Since the huge success of the suspenseful and sexy Vampire Diaries and Twilight sagas, new series Riverdale purposefully uses similar tropes that are guaranteed to be a win among teens. It’s a quick fix. However – with its lack of witty, political, social and erotic subtleties – Riverdale will most likely only capture the attention of gullible young American kids, or maybe a handful of Irish secondary school students.

After a mysterious narrator explains how this town (like many other towns on TV) is not what it seems, viewers meet the red-headed Blossom twins: Cheryl and Jason. Incestual tension can be felt between the wealthy and weirdly close siblings. Disaster strikes when Jason goes missing, leaving behind no traces except a mascara-drenched Cheryl.

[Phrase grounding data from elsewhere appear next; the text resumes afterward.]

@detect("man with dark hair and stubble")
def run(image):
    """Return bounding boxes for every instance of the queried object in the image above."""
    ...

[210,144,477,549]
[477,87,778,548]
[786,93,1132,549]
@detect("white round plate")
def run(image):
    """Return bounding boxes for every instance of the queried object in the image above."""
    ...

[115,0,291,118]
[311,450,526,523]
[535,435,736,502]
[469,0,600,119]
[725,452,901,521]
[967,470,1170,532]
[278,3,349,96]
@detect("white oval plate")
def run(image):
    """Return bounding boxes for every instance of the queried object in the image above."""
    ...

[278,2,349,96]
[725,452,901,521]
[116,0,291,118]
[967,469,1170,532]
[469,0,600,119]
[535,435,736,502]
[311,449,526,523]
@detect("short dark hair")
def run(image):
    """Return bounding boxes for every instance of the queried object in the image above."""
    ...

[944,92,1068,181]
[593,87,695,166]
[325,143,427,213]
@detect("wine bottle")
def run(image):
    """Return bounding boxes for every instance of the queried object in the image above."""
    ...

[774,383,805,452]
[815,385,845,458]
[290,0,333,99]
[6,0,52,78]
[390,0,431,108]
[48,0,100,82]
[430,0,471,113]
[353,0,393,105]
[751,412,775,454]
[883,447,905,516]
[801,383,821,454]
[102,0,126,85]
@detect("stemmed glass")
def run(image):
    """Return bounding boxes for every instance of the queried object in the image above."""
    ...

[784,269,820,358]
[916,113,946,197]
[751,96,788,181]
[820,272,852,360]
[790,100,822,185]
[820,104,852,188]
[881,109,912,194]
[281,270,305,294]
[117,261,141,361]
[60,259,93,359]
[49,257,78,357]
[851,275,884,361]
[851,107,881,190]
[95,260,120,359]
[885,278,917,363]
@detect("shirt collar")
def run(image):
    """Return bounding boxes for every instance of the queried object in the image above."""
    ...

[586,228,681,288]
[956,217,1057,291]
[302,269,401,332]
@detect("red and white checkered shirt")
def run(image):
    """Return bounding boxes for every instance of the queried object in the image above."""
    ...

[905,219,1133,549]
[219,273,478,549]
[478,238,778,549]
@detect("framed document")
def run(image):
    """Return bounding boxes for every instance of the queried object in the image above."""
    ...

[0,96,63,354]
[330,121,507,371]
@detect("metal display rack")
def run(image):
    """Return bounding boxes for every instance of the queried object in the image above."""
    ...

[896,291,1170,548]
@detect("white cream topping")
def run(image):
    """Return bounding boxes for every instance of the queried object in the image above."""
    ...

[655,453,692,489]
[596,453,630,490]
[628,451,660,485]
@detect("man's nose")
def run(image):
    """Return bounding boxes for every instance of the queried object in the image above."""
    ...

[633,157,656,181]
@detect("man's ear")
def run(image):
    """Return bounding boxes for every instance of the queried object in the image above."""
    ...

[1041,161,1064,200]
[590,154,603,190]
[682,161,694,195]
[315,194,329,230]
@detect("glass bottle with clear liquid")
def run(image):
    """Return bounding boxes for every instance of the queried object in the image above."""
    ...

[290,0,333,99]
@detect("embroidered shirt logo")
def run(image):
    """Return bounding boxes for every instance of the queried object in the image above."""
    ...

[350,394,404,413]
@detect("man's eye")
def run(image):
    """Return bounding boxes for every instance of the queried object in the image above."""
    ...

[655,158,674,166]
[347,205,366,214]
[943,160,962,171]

The focus shifts towards Archie. Between football, music, and helping out at his dad’s construction company, the poor protagonist is torn between the three most stereotypical desires of a high school boy. His love life is also in chaos. His attention span for his best friend Betty Cooper is that of a goldfish, as the poor girl does all she can to tell him how deeply she loves him. Then in comes Veronica Lodge – beautiful, rich, attractive, seductive – and Archie’s eyes pop out of his head.

The deeply American attitudes in this drama are past comfort. The archetypes portrayed are so predictable that one can easily take a guess at what each character is bound to say next. As well, some of the scenes which depict Archie’s past love life are just downright odd. In one flashback, Archie walks through his dad’s construction site, taking his shirt off seductively while his young music teacher gives an exaggerated wink on her drive through the site. The scene juts out awkwardly; clumsily hinting at a hidden secret between them. Another tired and overused archetype.

The sole hint of genius in Riverdale is the narration. The narrator (Cole Sprouse) is not the beautiful and seductive Archie, but the wholly average Jughead. It seems he is the creator, writing the story that unfolds before our eyes, while also taking a part in it.

The teen drama serves its purpose but, ultimately, Riverdale restricts itself from reaching a more ample audience due to meagre content, boring script and lack of character novelty.